Fun Challenge: How would I count the number of characters/words in a TW?

@jeremyruston has a minimalist writing style. All to the good. Yet tiddlywiki.com is a serious wodge of texts.

The challenge …

  • How would I in TW count how many characters/words he has written?

That would be for only words/characters visible, not for code.

Just a fun idea fo people who like that kind of thing :smiley:

TT

That’s a solved problem – I use @telmiger 's EditorCounter plugin (sorry, I don’t have a link, but I’m sure he’ll be along soon enough).

Ciao @CodaCoder, @telmiger’s excellent Counter is, unfortunately, for single Tiddlers.

The challenge is to get the character & word totals for the entire tiddlywiki.com.

A dopo,
TT

OIC       

:face_with_monocle:

1 Like

Around 163357 words :

{{{ [!is[system]get[text]split[ ]splitregexp[\n]!is[blank]count[]] }}}

This filter count the number of words based on spaces, so it’s not perfect (and to be more accurate I should use a wikify widget as well but I dont want to crash my browser…) + it only count for words in the text field.

I wasnt able to calculate the number of char : too many arguments ! You can try it yourself if you want (filter taken from PhantomYdn)

{{{ [!is[system]get[text]split[ ]splitregexp[(.)]!is[blank]count[]] }}}

4 Likes

Whoah, that is great! Very interesting. I does not matter if it is not 100% correct. It is indicative in exactly the right way. 163K words is a lot already! I wonder if @jeremyruston himself grasps how much he has written? 163K is a lot for a minimalist! :smiley:

Thankyou for having the interest to do that! Fun & indirectly informative.

Best, TT

As a point of comparison, I copied all the text from https://tiddlywiki.com/alltiddlers.html and pasted it into a blank word processing document, which reported a total of 85,148 words.

2 Likes

Ha, very interesting! It is a kinda obscure thing but I think it is still intellectually interesting. TBH, I am actually quite taken by your writing style which I think is unusually compact.

It be would great if in TW we could natively, occasionally, get such figures?

TT

Oh wow that’s an enormous margin of error ((163357-85148)/85148 * 100 = 92% !)) … I definitively need to improve that filter :sweat_smile:

1 Like

@jeremyruston your point of reference might contain many double counts in form of transcluded content. The OT asks for written (as opposed to displayed) words and characters. How much difference might there be?

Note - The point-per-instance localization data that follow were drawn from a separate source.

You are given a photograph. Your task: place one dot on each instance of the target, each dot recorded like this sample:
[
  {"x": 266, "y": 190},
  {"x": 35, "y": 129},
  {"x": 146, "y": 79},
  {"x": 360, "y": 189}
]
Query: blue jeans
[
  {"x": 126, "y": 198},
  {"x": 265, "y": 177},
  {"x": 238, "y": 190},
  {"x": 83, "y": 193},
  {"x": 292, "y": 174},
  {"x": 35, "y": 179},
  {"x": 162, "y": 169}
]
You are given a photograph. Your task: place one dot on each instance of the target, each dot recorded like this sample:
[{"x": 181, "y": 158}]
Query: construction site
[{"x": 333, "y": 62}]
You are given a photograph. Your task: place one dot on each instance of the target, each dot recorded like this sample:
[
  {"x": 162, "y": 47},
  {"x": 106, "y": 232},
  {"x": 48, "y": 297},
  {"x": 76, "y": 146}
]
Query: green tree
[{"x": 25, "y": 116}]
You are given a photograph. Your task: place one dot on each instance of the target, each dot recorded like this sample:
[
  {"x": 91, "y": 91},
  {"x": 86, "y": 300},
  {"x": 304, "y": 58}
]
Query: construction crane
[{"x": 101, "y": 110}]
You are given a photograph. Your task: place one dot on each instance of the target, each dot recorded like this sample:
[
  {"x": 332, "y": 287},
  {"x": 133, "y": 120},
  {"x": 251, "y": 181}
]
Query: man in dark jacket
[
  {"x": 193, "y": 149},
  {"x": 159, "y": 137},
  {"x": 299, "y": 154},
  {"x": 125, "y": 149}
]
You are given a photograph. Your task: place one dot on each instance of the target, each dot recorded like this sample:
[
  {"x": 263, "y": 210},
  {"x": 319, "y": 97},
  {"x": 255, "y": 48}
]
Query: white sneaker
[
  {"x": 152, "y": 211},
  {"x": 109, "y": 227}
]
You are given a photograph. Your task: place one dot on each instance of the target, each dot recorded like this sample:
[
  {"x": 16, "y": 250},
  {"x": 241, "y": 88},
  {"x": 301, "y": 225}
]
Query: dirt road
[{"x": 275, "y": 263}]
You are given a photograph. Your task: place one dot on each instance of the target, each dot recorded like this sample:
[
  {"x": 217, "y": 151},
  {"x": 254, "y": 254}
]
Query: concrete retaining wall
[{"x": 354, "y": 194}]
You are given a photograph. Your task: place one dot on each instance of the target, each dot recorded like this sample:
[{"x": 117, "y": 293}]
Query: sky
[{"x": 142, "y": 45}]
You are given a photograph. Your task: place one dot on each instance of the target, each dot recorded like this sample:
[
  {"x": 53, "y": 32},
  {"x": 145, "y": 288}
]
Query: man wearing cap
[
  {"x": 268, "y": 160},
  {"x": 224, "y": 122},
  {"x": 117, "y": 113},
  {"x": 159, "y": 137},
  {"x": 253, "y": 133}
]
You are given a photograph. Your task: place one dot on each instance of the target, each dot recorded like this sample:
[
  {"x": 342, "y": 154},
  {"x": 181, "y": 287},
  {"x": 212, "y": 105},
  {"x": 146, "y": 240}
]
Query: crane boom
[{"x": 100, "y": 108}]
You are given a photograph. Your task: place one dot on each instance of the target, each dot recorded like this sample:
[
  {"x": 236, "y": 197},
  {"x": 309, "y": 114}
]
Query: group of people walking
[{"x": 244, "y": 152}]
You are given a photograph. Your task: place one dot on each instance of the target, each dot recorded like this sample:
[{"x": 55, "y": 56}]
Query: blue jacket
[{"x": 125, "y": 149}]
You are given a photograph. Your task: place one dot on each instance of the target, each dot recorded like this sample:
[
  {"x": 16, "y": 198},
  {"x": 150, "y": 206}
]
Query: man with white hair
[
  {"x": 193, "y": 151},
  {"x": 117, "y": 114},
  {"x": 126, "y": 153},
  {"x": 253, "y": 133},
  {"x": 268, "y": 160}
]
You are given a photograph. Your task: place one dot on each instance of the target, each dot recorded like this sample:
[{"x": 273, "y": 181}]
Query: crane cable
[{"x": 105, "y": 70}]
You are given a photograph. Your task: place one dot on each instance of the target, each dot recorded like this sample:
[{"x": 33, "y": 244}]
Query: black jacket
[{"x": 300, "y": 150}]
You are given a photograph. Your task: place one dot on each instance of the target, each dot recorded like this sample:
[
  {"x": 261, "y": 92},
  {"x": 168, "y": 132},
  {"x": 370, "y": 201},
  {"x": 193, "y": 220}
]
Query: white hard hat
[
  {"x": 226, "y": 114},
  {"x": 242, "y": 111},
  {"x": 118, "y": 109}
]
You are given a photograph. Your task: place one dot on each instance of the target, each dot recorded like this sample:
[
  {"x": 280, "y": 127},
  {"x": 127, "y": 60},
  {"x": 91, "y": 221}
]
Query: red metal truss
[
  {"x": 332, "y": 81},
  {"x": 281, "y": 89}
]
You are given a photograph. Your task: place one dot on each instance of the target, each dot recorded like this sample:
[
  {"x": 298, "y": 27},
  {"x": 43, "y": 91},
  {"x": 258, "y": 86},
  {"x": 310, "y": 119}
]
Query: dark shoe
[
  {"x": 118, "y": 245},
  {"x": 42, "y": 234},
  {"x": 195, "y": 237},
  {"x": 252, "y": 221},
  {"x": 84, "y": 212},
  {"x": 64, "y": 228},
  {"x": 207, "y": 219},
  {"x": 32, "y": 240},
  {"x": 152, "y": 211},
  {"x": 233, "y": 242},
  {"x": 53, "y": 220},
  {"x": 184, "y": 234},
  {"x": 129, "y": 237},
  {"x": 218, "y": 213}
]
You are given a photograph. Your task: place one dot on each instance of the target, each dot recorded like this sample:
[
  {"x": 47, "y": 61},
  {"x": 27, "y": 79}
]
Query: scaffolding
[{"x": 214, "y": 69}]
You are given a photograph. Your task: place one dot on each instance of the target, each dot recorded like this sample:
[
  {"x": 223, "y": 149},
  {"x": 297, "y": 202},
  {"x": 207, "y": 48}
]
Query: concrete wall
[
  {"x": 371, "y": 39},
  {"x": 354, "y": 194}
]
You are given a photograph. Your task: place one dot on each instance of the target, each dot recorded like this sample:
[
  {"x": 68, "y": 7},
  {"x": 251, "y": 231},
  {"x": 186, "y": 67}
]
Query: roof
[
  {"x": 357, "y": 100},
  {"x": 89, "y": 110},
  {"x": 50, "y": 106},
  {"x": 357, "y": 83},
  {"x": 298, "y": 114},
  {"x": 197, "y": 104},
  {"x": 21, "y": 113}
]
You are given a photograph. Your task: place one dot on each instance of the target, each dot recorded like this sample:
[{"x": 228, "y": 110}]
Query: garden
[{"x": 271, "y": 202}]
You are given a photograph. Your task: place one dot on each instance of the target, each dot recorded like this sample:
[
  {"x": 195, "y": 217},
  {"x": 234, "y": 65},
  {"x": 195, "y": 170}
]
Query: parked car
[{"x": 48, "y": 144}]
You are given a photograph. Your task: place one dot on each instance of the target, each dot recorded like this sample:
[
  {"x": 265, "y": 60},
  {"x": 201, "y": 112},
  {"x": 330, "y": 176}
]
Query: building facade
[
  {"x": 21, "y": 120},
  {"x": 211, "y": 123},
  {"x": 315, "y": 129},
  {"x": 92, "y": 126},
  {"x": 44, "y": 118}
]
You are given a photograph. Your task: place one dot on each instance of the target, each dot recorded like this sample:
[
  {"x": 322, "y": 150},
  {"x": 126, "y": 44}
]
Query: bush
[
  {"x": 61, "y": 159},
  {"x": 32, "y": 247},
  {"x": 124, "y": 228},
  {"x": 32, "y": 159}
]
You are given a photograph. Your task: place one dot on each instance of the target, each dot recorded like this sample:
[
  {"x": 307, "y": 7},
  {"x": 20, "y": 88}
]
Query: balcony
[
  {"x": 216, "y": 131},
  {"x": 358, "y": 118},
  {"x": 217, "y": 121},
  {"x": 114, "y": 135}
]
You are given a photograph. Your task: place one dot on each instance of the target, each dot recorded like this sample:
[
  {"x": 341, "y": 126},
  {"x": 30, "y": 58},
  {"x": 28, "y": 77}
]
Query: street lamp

I suspect that the estimate from the word processor would be fairly conservative in terms of not counting punctuation as words, and that that would be significant given the large amount of non-prose content. Perhaps also interesting to experiment with the concatenated source of all tiddlers too.

1 Like

Personally I think most code tiddlers would not really be counting true words. Only textual tiddlers are relevant in many ways. There is a way to use splitegexp and a w parameter to retrieve words that is more effective because it recognises new lines, punctuation and spaces etc…

IMO the formula for relations is:

163357 relates to 100% in the same way as 85148 relates to "x"

In math terms 163357 : 100 = 85148 : x
which resolves to 163357 * x = 85148 * 100.
If we resolve for x we get x = 85148/163357 * 100 = ~ 52%

That’s still a big difference, which would be interesting to explore.

1 Like

Hm I thought the formula for % of error was

Percent error = ((Approximate or experimental Value - Exact or known Value) / Exact or known Value)∗100

Absolute error = | Estimate - Exact |
Then relative error = Absolute Error/ |Exact| = | Estimate - Exact / Exact |
Thus the percent error is 100% x | Estimate - Exact / Exact |

I verified with an online tool and it seems correct :
https://www.calculator.net/percent-error-calculator.html?observedvalue=163357&truevalue=85148&x=42&y=10

I think the error come from all the punctuation symbols incorrectly counted + tiddlers with code I shouldn’t count. Wikify should help with that but it’s too much text, maybe it would be possible with several “loops”…?

@TW_Tones \w does not account for accentuated words but in this specific case since the words are in English this shouldn’t be an issue I guess…

2 Likes